The Bloomberg poll of 1,000 adults 18 and older reflects continuing public animosity toward the bailouts, which became a potent political issue that helped defeat dozens of lawmakers from both parties in congressional elections this year.
Seven of 10 Americans say it’s Wall Street’s turn to help bail out the government Treasury, supporting a tax on Wall Street profits as a way to reduce the $1.3 trillion deficit. By comparison, 43 percent favor a freeze on spending for items like education and medical research, 33 percent would cut farm subsidies, 25 percent back a new tax on gasoline, and 15 percent would reduce benefits in the Medicare health insurance program for the elderly.

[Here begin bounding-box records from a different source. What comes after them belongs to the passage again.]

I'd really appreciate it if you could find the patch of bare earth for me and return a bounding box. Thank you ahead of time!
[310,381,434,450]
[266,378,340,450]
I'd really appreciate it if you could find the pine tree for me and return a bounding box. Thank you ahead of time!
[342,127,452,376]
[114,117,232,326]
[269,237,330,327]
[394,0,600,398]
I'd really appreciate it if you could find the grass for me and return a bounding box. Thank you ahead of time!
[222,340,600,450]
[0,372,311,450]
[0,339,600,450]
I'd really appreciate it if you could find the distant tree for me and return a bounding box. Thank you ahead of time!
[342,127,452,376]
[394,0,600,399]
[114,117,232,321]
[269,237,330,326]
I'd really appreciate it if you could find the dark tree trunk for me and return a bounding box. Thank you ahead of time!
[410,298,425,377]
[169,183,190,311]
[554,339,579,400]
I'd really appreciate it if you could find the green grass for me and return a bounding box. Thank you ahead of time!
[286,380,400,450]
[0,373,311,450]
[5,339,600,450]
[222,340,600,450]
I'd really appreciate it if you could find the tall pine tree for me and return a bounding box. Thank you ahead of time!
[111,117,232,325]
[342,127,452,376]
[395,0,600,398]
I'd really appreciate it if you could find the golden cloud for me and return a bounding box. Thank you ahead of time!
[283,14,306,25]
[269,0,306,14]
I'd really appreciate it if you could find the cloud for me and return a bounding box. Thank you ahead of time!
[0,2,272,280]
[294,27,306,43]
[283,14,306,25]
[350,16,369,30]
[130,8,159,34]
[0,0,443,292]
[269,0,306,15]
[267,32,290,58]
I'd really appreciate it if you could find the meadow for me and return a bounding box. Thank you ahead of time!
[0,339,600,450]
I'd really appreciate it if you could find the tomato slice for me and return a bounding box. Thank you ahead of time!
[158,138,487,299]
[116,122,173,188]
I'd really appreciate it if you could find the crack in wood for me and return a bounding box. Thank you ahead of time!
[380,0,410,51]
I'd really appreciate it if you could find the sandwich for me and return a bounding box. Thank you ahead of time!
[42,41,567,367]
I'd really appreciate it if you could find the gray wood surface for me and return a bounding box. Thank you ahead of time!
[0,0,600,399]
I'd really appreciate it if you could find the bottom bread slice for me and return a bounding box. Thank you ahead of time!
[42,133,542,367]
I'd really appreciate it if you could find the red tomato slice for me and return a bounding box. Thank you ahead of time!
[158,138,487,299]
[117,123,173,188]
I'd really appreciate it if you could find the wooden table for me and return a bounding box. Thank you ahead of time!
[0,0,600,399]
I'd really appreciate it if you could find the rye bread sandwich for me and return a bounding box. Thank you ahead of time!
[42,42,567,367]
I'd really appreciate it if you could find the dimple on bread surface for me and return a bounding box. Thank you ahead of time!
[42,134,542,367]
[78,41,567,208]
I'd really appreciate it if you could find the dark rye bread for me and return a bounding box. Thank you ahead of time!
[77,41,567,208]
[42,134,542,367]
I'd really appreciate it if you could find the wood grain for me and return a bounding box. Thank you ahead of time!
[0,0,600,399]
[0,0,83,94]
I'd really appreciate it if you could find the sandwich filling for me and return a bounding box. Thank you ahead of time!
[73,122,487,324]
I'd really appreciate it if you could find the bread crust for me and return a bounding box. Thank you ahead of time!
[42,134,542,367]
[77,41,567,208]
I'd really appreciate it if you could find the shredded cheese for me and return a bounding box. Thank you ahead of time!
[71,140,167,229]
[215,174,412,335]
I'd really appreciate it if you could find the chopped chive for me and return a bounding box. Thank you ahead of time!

“I know that some of the tax I pay when I buy gas for my car, and on my income, was somewhere written into a check to keep these companies from imploding,” says poll respondent Steven Previll, 33, a maintenance worker from Harrisonburg, Virginia. “There’s an amazing amount of money being made on Wall Street. It would be cool if we could take some of that money and reinvest it in the country.”
Bolstered by bailouts, Wall Street earned $61.4 billion in 2009, almost three times more than in 2006, according to the New York State Comptroller’s office report. This year’s profit, projected at $19 billion, still would be the industry’s fourth largest, the report said.
The average securities industry wage in New York City fell more than 20 percent last year, to $311,000. That was still five times the average pay for other private-sector jobs in the largest U.S. city, the comptroller’s office said.
And as we wrote previously, none other than the New York comtroller now expects the average bonus to be larger than 2009, courtesy of headcuts in the industry. Which is why feel free to ignore disinformation campaigns by the likes of Morgan Stanley that they will be actually cutting bonuses: the bank knows all too well that with the rest of the Street hiking its comp for 2010, the last thing the firm can afford, which is now the administration's darling (GM IPO), and the ECB's indirect sovereign bond broker, is an exodus of employees to its key competitors... or whatever is left of them.